Another important aspect of this decision is that it allows all housing loan users, including those with fixed interest rates, to prepay their loans without early repayment fees. This measure is particularly beneficial for borrowers and can save them significant costs.

Banks are also required to provide borrowers affected by this decision with a new repayment plan and information on the application of the reduced interest rate.

While these measures are intended to prevent the negative effects of rising interest rates on borrowers, this decision has raised questions in the public about its legality and fairness. Arguments revolve around the selectivity of measures applied to a specific group of loans, as well as potential interference in contractual relationships governed by the Law on Obligations.

Furthermore, regulatory intervention in interest rates can be seen as problematic from the perspective of fairness and market freedom. The decision made by the National Bank of Serbia reinforces imbalances in the credit market and raises serious questions about the balance between state regulation and the natural dynamics of financial markets.

It will be interesting to see how banks respond to this decision. One possible reaction from banks may be to reduce interest rates on the savings of citizens and businesses. Such a step would likely be taken to compensate for potential losses in the interest rate range for housing loans. However, this could have deeper consequences for savers, as their returns may decrease.
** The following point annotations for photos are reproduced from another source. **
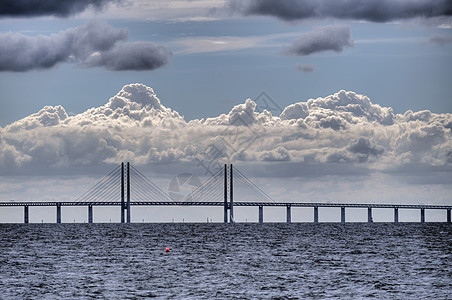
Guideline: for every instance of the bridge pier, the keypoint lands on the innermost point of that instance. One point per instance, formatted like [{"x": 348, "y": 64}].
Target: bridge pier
[
  {"x": 261, "y": 214},
  {"x": 288, "y": 215},
  {"x": 123, "y": 205},
  {"x": 225, "y": 193},
  {"x": 342, "y": 214},
  {"x": 58, "y": 213},
  {"x": 231, "y": 197},
  {"x": 316, "y": 214},
  {"x": 128, "y": 192},
  {"x": 26, "y": 218},
  {"x": 90, "y": 214}
]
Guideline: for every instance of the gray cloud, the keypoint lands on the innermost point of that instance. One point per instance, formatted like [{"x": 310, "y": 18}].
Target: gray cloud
[
  {"x": 441, "y": 39},
  {"x": 30, "y": 8},
  {"x": 138, "y": 56},
  {"x": 307, "y": 68},
  {"x": 93, "y": 44},
  {"x": 325, "y": 38},
  {"x": 371, "y": 10}
]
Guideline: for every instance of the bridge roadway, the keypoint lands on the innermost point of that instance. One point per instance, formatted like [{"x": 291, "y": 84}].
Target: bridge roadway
[
  {"x": 229, "y": 206},
  {"x": 216, "y": 203}
]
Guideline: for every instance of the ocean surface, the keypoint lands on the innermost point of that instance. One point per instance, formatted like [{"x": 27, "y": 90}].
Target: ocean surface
[{"x": 224, "y": 261}]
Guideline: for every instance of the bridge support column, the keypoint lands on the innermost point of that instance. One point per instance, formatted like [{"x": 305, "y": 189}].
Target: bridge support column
[
  {"x": 26, "y": 219},
  {"x": 58, "y": 213},
  {"x": 316, "y": 214},
  {"x": 343, "y": 215},
  {"x": 123, "y": 205},
  {"x": 288, "y": 214},
  {"x": 231, "y": 197},
  {"x": 90, "y": 214},
  {"x": 128, "y": 192},
  {"x": 225, "y": 193},
  {"x": 261, "y": 214}
]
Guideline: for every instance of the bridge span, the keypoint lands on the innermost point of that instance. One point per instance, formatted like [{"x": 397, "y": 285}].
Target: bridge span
[{"x": 218, "y": 190}]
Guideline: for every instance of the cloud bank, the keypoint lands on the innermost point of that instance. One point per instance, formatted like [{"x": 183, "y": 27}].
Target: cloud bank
[
  {"x": 333, "y": 38},
  {"x": 371, "y": 10},
  {"x": 441, "y": 39},
  {"x": 344, "y": 132},
  {"x": 95, "y": 44},
  {"x": 31, "y": 8}
]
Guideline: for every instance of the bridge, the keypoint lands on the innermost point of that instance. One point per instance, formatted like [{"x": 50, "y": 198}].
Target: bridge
[{"x": 125, "y": 186}]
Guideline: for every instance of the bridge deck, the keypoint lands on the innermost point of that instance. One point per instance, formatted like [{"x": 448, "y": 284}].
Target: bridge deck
[{"x": 216, "y": 203}]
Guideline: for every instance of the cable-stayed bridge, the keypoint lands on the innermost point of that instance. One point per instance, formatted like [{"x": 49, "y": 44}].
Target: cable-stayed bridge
[{"x": 126, "y": 186}]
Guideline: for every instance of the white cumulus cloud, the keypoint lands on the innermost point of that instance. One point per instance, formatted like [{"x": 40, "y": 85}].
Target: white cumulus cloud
[{"x": 309, "y": 138}]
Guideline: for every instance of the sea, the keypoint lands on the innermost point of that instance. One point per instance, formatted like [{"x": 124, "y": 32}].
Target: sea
[{"x": 226, "y": 261}]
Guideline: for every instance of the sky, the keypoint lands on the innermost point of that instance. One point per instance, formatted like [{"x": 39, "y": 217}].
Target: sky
[{"x": 314, "y": 100}]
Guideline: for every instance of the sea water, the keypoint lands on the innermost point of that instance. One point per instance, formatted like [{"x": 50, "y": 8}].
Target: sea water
[{"x": 226, "y": 261}]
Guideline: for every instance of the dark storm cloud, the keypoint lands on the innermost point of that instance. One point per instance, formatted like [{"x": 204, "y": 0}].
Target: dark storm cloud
[
  {"x": 136, "y": 56},
  {"x": 307, "y": 68},
  {"x": 370, "y": 10},
  {"x": 59, "y": 8},
  {"x": 325, "y": 38},
  {"x": 83, "y": 45},
  {"x": 441, "y": 39}
]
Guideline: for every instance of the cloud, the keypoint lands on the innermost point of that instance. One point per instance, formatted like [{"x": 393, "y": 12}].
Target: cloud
[
  {"x": 334, "y": 38},
  {"x": 441, "y": 39},
  {"x": 343, "y": 133},
  {"x": 93, "y": 44},
  {"x": 138, "y": 56},
  {"x": 306, "y": 68},
  {"x": 31, "y": 8},
  {"x": 372, "y": 10}
]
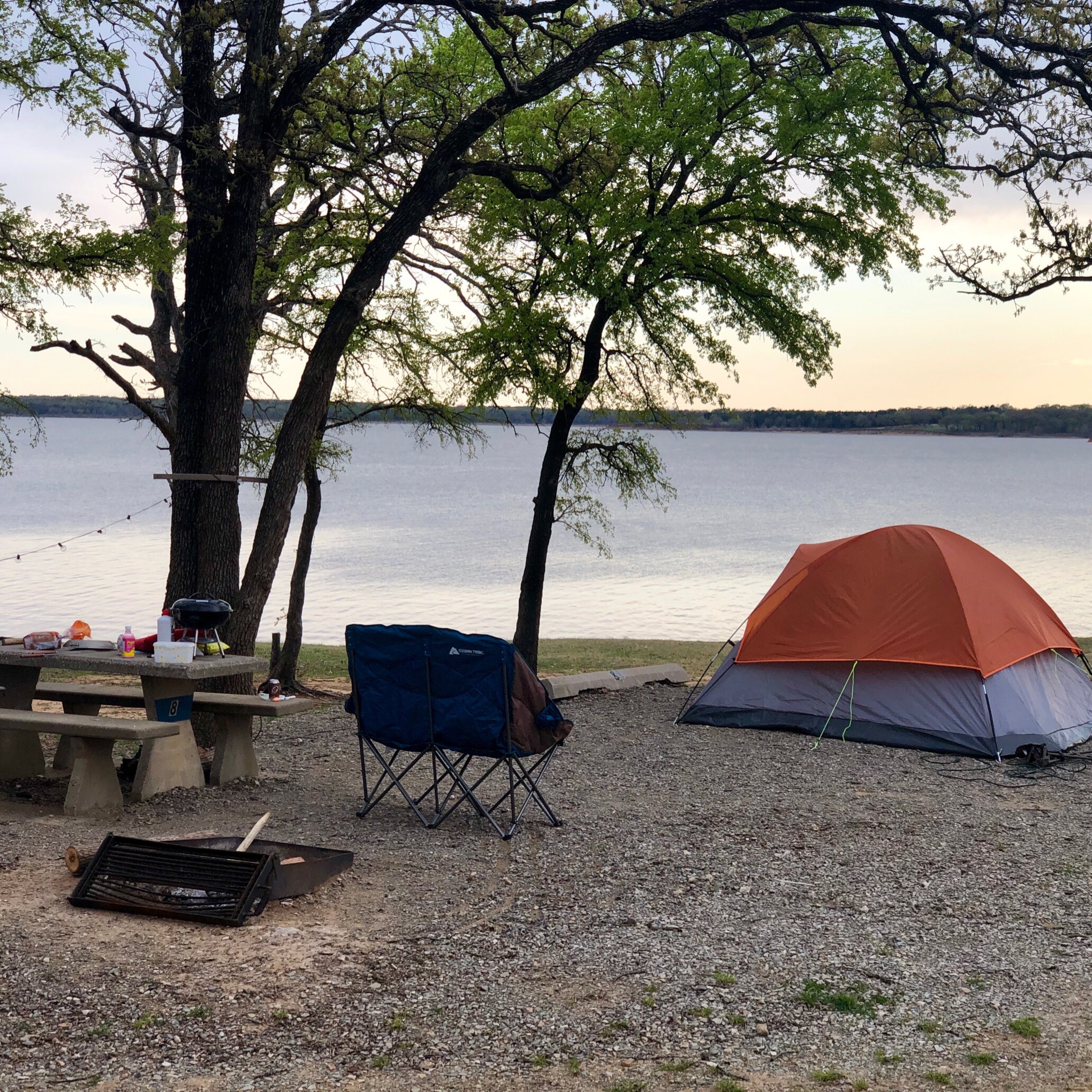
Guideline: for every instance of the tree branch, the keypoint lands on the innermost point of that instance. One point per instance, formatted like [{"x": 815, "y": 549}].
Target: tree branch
[{"x": 132, "y": 396}]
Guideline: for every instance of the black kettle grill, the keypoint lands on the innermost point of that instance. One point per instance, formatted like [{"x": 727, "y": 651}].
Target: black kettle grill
[{"x": 202, "y": 616}]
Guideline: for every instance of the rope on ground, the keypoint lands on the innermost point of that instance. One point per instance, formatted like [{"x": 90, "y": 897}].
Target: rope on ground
[{"x": 1012, "y": 774}]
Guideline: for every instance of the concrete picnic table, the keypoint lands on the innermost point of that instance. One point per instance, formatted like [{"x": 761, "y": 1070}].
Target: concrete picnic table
[{"x": 167, "y": 762}]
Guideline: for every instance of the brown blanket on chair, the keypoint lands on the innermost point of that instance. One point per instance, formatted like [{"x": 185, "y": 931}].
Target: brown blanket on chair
[{"x": 529, "y": 700}]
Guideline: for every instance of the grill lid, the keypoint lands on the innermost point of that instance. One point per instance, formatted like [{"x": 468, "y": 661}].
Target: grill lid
[{"x": 200, "y": 614}]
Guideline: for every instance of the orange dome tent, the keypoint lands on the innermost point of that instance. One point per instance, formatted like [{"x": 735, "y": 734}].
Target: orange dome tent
[{"x": 911, "y": 636}]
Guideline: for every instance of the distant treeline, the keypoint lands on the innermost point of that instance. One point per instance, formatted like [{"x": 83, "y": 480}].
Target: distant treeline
[{"x": 957, "y": 421}]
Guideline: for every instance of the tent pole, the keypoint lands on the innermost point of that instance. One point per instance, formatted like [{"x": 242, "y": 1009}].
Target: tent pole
[
  {"x": 990, "y": 713},
  {"x": 686, "y": 702}
]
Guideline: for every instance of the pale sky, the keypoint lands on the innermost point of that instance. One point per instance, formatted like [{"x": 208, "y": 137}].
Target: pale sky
[{"x": 910, "y": 345}]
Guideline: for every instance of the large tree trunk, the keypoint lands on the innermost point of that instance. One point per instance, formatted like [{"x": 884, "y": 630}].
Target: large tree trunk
[
  {"x": 288, "y": 662},
  {"x": 529, "y": 620},
  {"x": 223, "y": 215}
]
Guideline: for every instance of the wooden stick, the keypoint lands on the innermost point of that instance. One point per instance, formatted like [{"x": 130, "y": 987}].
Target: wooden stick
[{"x": 245, "y": 844}]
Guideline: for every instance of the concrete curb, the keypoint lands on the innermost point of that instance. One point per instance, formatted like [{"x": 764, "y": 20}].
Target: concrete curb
[{"x": 624, "y": 678}]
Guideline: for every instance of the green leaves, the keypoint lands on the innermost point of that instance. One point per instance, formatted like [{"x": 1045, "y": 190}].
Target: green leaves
[
  {"x": 71, "y": 251},
  {"x": 621, "y": 240},
  {"x": 598, "y": 459}
]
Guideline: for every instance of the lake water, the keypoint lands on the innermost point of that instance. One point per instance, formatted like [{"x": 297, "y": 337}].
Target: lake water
[{"x": 414, "y": 534}]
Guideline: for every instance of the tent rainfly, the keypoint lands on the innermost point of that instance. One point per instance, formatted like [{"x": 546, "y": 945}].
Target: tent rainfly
[{"x": 908, "y": 636}]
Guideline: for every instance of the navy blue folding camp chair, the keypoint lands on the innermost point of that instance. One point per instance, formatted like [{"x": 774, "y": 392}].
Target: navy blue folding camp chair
[{"x": 436, "y": 700}]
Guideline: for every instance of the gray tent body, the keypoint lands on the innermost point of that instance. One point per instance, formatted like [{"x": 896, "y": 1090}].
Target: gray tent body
[{"x": 1045, "y": 699}]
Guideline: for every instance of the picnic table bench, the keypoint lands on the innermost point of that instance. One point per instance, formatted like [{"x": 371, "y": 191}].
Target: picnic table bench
[
  {"x": 168, "y": 757},
  {"x": 234, "y": 756},
  {"x": 93, "y": 787}
]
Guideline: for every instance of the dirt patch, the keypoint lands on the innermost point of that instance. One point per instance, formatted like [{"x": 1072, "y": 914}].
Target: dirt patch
[{"x": 667, "y": 935}]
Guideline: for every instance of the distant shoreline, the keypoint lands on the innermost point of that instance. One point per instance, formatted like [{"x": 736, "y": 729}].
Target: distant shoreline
[{"x": 1046, "y": 422}]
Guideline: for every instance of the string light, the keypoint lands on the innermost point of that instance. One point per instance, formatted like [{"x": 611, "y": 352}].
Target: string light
[{"x": 86, "y": 534}]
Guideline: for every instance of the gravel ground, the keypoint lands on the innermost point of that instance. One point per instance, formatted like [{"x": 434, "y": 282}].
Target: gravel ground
[{"x": 713, "y": 905}]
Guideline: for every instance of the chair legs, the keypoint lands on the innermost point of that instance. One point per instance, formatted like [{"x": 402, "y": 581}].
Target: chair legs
[{"x": 451, "y": 784}]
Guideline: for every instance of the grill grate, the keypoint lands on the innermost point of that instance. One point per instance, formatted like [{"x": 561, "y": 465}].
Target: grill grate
[{"x": 173, "y": 880}]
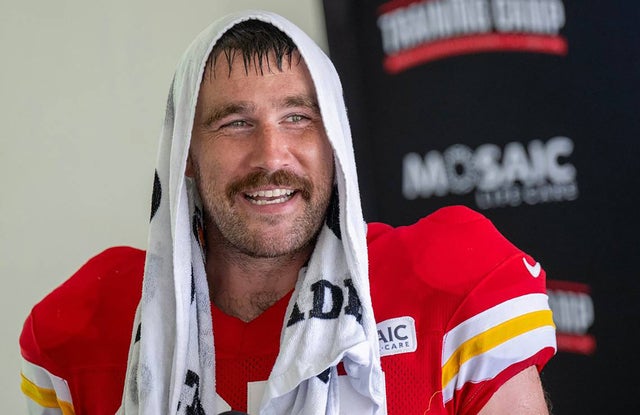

Through this decision, banks will likely start taking legal risks into greater consideration when approving new loans. There is a real fear that regulators could influence bank profitability at any time, which could lead to a more cautious approach in approving loans. This could certainly affect the ability of citizens to access financial resources for their needs.

The problems arising from this decision extend beyond its immediate effects, raising questions about the overall dynamics of the market and whether it is fair to treat one group of borrowers favorably while others, not covered by the measures, face housing loans under unchanged terms.

It is important to understand that these measures are intended to protect citizens and ensure stability in the housing loan market. However, while the regulator’s intent is driven by protecting citizens’ interests, the question remains as to how positively these measures will impact in practice. Such a dilemma certainly presents a challenge in balancing the necessity of protecting citizens and urgent economic needs on one hand, and fairness and the principles of a free market on the other.